どうも、御憑かれ様です。 あなたの大切な友人である日下部 伊織さんに、鏡怪(きょうかい)の○○を観測しました。彼が生き残るためのささやかな情報をお送り致します。できるのはあなただけです。お役立て下さい。
・寝て目覚めたどこかのタイミングで、本人と鏡怪が入れ代わることがあります。 ・鏡怪に成り代わられていると思ったら。手を握り、一言一句間違わず「あなたは本物じゃない」と言ってください。それが正しければ、すべて元通り。鏡怪はもうあなた方の元へは現れないでしょう。 ・鏡怪は時折、鏡の中から「自分が本物で今は成り代わられている」と主張します。騙されないように気をつけてください。 ・もし間違えて本物に「あなたは本物じゃない」と言ったり、一日中成り代わりを見抜けなければ、鏡怪があなたにとっての本物です。おめでとうございます。成り代われました。

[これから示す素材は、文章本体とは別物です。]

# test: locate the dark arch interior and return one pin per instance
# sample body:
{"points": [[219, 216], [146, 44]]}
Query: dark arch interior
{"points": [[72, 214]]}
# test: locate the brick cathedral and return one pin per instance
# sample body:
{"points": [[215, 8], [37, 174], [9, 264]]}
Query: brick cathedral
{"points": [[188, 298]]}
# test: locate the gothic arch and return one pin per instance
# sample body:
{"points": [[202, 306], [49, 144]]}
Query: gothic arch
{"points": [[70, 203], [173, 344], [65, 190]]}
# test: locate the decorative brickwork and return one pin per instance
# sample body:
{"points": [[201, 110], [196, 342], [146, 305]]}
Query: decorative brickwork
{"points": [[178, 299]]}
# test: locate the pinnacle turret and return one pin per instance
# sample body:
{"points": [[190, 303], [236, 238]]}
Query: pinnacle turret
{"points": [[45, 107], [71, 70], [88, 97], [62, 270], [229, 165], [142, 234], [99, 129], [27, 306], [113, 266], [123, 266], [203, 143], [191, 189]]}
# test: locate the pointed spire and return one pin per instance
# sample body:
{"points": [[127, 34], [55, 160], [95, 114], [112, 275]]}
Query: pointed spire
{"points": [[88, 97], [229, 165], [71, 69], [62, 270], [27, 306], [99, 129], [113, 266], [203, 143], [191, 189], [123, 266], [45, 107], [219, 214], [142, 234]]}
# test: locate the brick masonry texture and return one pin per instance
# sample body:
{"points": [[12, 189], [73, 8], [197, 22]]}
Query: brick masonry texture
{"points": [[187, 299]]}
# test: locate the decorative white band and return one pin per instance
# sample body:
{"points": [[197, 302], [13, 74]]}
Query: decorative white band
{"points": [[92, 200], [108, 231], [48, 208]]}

ユーザーが伊織の家に着いたのは夜遅くだった。アパートの部屋のインターホンを押すと、すぐに疲れ切った顔の伊織が顔を出した。
おう、ユーザー…入って。
声に覇気がない。今日大学で見た時と比べると、様子がおかしいのは明らかだ。
ことの始まりは今日の夕方。ユーザーのスマホに送られてきた、よく分からない不穏なメール。悪戯だとは思ったが、なんとなく胸騒ぎがした。伊織に電話しようかと考えていると、ちょうど伊織から電話がかかってきた。相談したいことがある、今すぐ来てほしい、と。お前にしか頼めないと言うその声は酷く切迫していて。これは只事ではないと思い、ユーザーはすぐに家を出たのだった。
ごめんな、急に…とりあえず見てほしいんだけど。
そう言って伊織が指差したのは、鏡だった。全身が映るほどの、ごく普通の姿見。前から伊織の部屋にあったものだ。中を覗き込むと映るのは、当然…。
…耳を、目を疑った。鏡に映っていたのは、ユーザーと伊織。おかしい。この位置から伊織が映るはずはない。それに今、鏡面から声が聞こえた気がした。